Sunday, February 15, 2004

The DEA can't stop meddling in the practice of medicine. They are now working to reschedule one of the most widely prescribed pain medications in the US.

Top DEA officials confirm that the agency is eager to change the official listing of the narcotic hydrocodone -- which was prescribed more than 100 million times last year -- to the highly restricted Schedule II category of the Controlled Substances Act. A painkiller and cough suppressant sold as Lortab, Vicodin and 200 generic brands, hydrocodone combined with other medications has long been available under the less stringent rules of Schedule III.

The DEA claims this is necessary to thwart prescription drug abuse. An absurd argument to justify the undue burden it would impose on hundreds of thousands of patients with legitimate medical conditions, who do not abuse the medication.
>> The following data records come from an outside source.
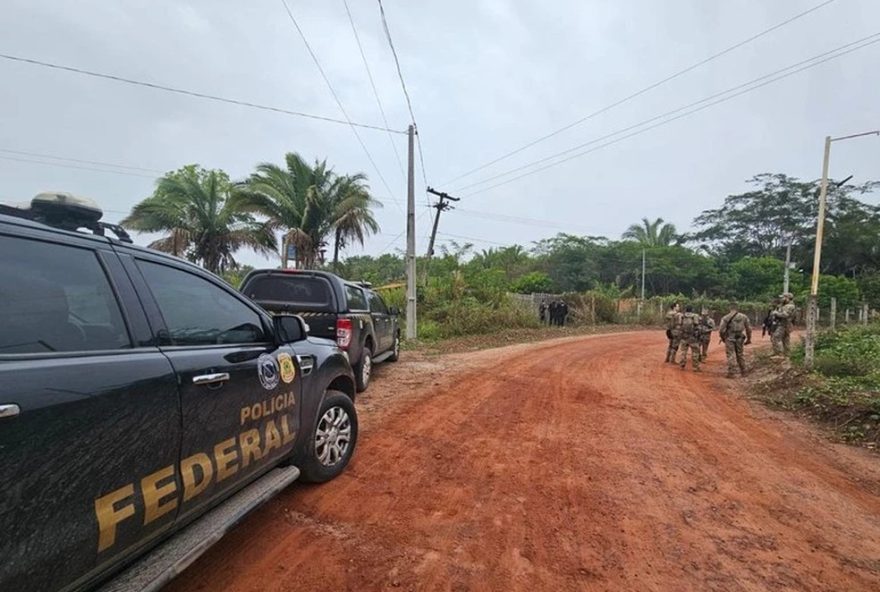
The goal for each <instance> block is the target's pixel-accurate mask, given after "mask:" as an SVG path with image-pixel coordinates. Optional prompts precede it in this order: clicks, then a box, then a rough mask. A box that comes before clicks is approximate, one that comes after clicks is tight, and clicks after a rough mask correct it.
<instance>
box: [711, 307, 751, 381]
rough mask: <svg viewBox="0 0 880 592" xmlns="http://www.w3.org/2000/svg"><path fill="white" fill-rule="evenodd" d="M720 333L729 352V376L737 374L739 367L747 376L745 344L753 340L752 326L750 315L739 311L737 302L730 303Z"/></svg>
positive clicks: (722, 341)
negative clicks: (743, 352) (739, 311)
mask: <svg viewBox="0 0 880 592" xmlns="http://www.w3.org/2000/svg"><path fill="white" fill-rule="evenodd" d="M718 335H719V336H720V337H721V342H722V343H723V344H724V349H725V352H726V353H727V378H733V377H734V376H736V369H737V367H739V371H740V374H742V375H743V376H745V375H746V374H747V373H748V370H747V369H746V360H745V356H744V355H743V346H744V345H748V344H750V343H751V342H752V327H751V326H750V325H749V317H747V316H746V315H744V314H743V313H741V312H739V306H738V305H737V303H736V302H732V303H731V304H730V312H729V313H727V314H726V315H724V316H723V317H722V318H721V323H720V324H719V325H718Z"/></svg>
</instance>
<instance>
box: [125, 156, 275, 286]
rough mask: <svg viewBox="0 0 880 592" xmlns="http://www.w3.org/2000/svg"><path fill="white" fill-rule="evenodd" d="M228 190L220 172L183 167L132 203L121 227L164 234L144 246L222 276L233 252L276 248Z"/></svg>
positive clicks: (132, 229) (262, 228) (226, 184)
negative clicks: (230, 198)
mask: <svg viewBox="0 0 880 592" xmlns="http://www.w3.org/2000/svg"><path fill="white" fill-rule="evenodd" d="M230 189H231V186H230V183H229V179H228V177H227V176H226V173H224V172H222V171H214V170H211V171H206V170H204V169H203V168H201V167H199V166H197V165H188V166H185V167H183V168H182V169H180V170H178V171H175V172H173V173H168V174H166V175H165V176H164V177H162V178H160V179H159V180H158V181H157V182H156V189H155V191H154V192H153V195H151V196H150V197H148V198H146V199H144V200H143V201H141V202H140V203H139V204H137V205H136V206H135V207H134V208H133V209H132V211H131V213H130V214H129V215H128V216H127V217H126V218H125V219H124V220H123V221H122V226H124V227H126V228H129V229H131V230H135V231H138V232H163V233H167V235H166V236H164V237H162V238H160V239H158V240H155V241H153V242H152V243H150V245H149V246H150V247H151V248H153V249H157V250H160V251H164V252H166V253H171V254H173V255H176V256H185V257H187V258H188V259H189V260H191V261H194V262H197V263H200V264H201V265H202V266H203V267H205V269H207V270H208V271H211V272H213V273H222V272H224V271H226V270H229V269H233V268H235V267H236V262H235V258H234V255H235V253H236V251H238V250H239V249H242V248H250V249H253V250H254V251H256V252H258V253H261V254H268V253H271V252H273V251H274V250H275V248H276V244H275V236H274V235H273V233H272V229H271V227H269V226H268V225H266V224H261V223H259V222H257V221H256V220H254V219H253V217H252V216H250V215H249V214H247V213H243V212H241V211H240V210H238V209H237V208H236V207H235V204H234V203H233V202H232V200H231V199H230Z"/></svg>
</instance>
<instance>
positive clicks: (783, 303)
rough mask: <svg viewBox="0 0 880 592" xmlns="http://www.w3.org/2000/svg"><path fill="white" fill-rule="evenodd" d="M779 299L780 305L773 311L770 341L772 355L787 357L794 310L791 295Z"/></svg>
mask: <svg viewBox="0 0 880 592" xmlns="http://www.w3.org/2000/svg"><path fill="white" fill-rule="evenodd" d="M780 298H782V304H780V305H779V307H778V308H777V309H776V310H775V311H773V318H774V319H775V320H776V327H775V328H774V329H773V333H772V334H771V336H770V340H771V341H772V343H773V355H775V356H778V355H784V356H786V357H787V356H788V353H789V350H790V347H791V326H792V323H793V322H794V315H795V311H796V309H795V306H794V295H793V294H791V293H790V292H786V293H785V294H782V295H781V296H780Z"/></svg>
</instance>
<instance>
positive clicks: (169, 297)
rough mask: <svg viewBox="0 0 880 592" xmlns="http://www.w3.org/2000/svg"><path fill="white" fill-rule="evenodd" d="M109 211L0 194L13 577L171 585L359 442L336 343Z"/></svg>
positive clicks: (14, 584)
Pain specialists and pharmacy representatives say that the new restrictions would be a burden on the millions of Americans who need the drug to treat serious pain from arthritis, AIDS, cancer and chronic injuries, and that many sufferers are likely to be prescribed other, less effective drugs as a result.

If the change is made, millions of patients, doctors and pharmacists will be affected, some substantially. Patients, for instance, would have to visit their doctors more often for hydrocodone prescriptions, because they could not be refilled; doctors could no longer phone in prescriptions; and pharmacists would have to fill out significantly more paperwork and keep the drugs in a safe. Improper prescribing would carry potentially greater penalties.

Drug addicts always find a way to get their drugs. Just ask Rush Limbaugh. Rescheduling will simply increase demand in the black market for that pharmaceutical and raise the prices; which will only further profit the dealers who trade illegally in them.

Those who will suffer are the most vulnerable patients, the elderly and disabled from rural areas who already must travel long distances to see their doctors and all those who truly suffer from debilitating pain and will be unable to find physicians willing to jump through the DEA's hoops in order to prescribe them.

Susan Winkler of the American Pharmacists Association voices her concerns. She said, "We urge the DEA to make sure their decision is based on science and will make the situation better, not worse."

We fear her plea will fall on deaf ears at Prohibition Central. This malicious manipulation of medical protocols, callously endangers the medical care of our most vulnerable citizens. The drug war warriors however, seem determined to raise their arrest statistics by persecuting these easiest of targets.

It's senseless and infuriating. If the DEA is so bloody intent on eliminating prescription drug abuse, why aren't they out there investigating in the back alleys and parking lots where these transactions occur, instead of haunting hospitals and doctor's offices hunting for offenders?